Beyond training a single agent to solve the task, we extend the goal to a comparison between vanilla DQN and double DQN. Double DQN improves on the traditional version by decoupling action selection and action evaluation. Double DQN proposes to use the online network for choosing the next action, and evaluate that choice with the target network. This was shown to reduce the overoptimism of Q learning and to provide usually better performance.
I ran each algorithm 10 times and compared the average performance. Since each run of 600 episodes took about 350s, it was useful to save each result to disk and simply load it when running the notebook again. I also saved the 10 random seeds to a file and re-used them since we want to have the same seeds when comparing the two algorithms and we don't want them re-generated when running the notebook again.
Let's take a look at the agent's performance in random repetitions. We will also show the trend of the data by smoothing it with a window 100 episodes long that's centered on the current data point (episode). Note that this is different from the requirement to solve the environment - in that case the current episode is the last data point in the sliding window.

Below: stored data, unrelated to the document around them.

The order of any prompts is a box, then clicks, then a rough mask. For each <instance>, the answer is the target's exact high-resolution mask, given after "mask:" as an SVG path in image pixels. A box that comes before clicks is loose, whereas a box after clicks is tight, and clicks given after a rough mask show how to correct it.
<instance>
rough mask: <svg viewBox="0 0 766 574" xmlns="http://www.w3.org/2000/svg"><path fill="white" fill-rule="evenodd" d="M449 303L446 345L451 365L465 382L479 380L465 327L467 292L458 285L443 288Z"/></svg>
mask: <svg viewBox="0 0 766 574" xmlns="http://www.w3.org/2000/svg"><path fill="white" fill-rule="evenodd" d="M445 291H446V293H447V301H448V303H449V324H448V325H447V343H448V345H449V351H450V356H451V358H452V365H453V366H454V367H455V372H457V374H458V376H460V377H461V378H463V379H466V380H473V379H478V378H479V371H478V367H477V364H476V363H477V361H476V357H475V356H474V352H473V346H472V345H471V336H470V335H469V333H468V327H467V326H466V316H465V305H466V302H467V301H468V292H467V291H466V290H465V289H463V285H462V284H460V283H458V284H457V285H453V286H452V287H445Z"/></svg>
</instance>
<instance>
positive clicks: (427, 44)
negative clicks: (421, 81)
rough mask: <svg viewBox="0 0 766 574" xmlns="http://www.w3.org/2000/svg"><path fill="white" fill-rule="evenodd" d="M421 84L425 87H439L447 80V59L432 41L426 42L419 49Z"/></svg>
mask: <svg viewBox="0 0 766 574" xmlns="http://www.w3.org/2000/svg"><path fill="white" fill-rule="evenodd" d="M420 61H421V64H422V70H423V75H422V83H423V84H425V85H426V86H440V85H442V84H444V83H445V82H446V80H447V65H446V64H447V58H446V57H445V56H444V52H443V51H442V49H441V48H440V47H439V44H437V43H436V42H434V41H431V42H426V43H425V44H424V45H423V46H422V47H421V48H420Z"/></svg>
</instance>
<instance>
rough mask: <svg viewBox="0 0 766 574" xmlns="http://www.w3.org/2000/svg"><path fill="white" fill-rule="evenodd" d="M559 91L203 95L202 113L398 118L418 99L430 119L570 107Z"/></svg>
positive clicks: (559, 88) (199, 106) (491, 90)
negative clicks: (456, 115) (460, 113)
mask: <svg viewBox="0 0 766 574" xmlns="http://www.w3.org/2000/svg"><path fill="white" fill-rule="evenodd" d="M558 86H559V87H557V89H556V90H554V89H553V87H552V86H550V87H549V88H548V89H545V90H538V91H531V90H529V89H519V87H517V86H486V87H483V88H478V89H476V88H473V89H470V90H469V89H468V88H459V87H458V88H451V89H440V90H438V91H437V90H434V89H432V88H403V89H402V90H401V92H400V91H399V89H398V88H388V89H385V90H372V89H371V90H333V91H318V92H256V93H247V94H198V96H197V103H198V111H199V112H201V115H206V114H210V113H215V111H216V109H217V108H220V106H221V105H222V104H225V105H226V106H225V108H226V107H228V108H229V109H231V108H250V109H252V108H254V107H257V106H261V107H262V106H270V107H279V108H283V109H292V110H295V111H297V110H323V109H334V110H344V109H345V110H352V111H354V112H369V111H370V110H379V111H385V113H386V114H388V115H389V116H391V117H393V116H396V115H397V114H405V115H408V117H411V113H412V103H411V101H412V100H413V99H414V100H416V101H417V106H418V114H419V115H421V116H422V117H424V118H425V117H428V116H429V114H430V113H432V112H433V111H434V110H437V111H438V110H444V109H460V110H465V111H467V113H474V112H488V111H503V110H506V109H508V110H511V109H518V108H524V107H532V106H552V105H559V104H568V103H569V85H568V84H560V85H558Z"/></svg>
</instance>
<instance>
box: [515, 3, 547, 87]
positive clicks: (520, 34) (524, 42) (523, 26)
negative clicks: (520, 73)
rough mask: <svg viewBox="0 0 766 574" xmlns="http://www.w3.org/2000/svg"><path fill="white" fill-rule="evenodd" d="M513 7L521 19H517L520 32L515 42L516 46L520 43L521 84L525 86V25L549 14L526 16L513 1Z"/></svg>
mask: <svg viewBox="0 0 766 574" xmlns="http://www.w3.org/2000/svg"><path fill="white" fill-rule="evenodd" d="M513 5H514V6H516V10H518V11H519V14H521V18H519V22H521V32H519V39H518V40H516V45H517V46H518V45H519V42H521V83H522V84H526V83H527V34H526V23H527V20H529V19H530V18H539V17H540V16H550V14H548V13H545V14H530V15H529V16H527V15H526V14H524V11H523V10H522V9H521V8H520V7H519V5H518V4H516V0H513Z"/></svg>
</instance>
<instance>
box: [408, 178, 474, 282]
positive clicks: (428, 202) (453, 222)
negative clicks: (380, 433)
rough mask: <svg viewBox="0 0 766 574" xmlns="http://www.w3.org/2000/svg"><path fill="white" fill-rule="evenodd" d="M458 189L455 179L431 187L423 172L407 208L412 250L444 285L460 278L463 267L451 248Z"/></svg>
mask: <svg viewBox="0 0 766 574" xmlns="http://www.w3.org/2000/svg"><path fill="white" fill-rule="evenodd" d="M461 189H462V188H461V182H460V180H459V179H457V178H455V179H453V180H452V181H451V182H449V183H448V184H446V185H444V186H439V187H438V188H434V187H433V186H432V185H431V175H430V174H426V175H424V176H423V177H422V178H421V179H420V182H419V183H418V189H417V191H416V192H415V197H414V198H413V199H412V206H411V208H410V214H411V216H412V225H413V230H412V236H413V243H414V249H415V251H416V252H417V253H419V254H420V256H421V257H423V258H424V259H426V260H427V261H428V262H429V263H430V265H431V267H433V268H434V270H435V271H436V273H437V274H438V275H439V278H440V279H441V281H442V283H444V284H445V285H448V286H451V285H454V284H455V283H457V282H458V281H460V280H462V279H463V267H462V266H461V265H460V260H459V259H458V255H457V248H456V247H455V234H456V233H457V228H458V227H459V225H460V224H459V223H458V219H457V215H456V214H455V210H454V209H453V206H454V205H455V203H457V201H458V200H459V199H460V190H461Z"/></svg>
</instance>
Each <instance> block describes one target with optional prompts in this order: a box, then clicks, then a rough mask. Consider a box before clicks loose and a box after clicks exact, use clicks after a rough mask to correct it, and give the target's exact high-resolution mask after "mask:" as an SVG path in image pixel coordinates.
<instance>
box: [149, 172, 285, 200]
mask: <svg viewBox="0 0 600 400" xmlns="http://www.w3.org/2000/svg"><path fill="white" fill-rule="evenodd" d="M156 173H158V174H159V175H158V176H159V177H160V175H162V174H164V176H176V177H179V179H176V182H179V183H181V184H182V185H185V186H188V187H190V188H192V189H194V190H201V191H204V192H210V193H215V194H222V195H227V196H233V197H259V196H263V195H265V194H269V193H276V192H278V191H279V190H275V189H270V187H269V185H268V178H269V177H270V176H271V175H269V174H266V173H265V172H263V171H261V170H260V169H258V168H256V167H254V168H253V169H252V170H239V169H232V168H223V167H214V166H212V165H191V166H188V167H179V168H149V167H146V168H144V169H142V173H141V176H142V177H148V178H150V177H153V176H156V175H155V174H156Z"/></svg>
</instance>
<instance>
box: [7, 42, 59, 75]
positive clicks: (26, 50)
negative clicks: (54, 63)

Above, the vertical gray bar is the episode at which the environment was solved. Running the cell multiple times suggests that double DQN does solve the environment faster.
Let's see the mean and standard deviation of the two algorithms for all 10 repetitions and get a more general view on performance. We will also show on average, at which episode was the environment solved, for each algorithm.
We can see double DQN performing a bit better on average than the vanilla DQN. The difference does not seem significant though, as the performance of double DQN is less consistent - see the larger standard deviation in the bar plot. That said, there does seem to be a trend toward faster learning of double DQN starting with episode 350 onward. And let us remember that in one repetition, vanilla DQN didn't even solve the environment in the allocated 600 episodes!
While I expected double DQN to provide vastly better performance, it is worth noting that in the double DQN paper there were a few Atari games in which vanilla DQN actually performed better, for instance Chopper Command, Time Pilot, Robotank, and Assault. I think that a more complex task would widen the performance gap.
Double DQN has already proven itself a potential improvement for our banana-collecting agent. I've only looked at double DQN because it's extremely simple to implement - it's just another line of code. Other improvements might be:
- Prioritized experience replay. This one I think would improve performance dramatically. The idea behind it is very simple: instead of uniformly sampling from the experience replay buffer, why not prioritize experiences from which the agent learned more? The easy way is to achieve it is to scale the probabilities by the TD error.
- Dueling DQN. Dueling DQN architectures decouple the values of states and actions. Certain states are better than others without even considering the possible action choices. The dueling architecture allows the network to take advantage of this.
- Hyperparameter search. This is almost guaranteed to improve results but it's time consuming and perhaps not as interesting as implementing various proposed improvements.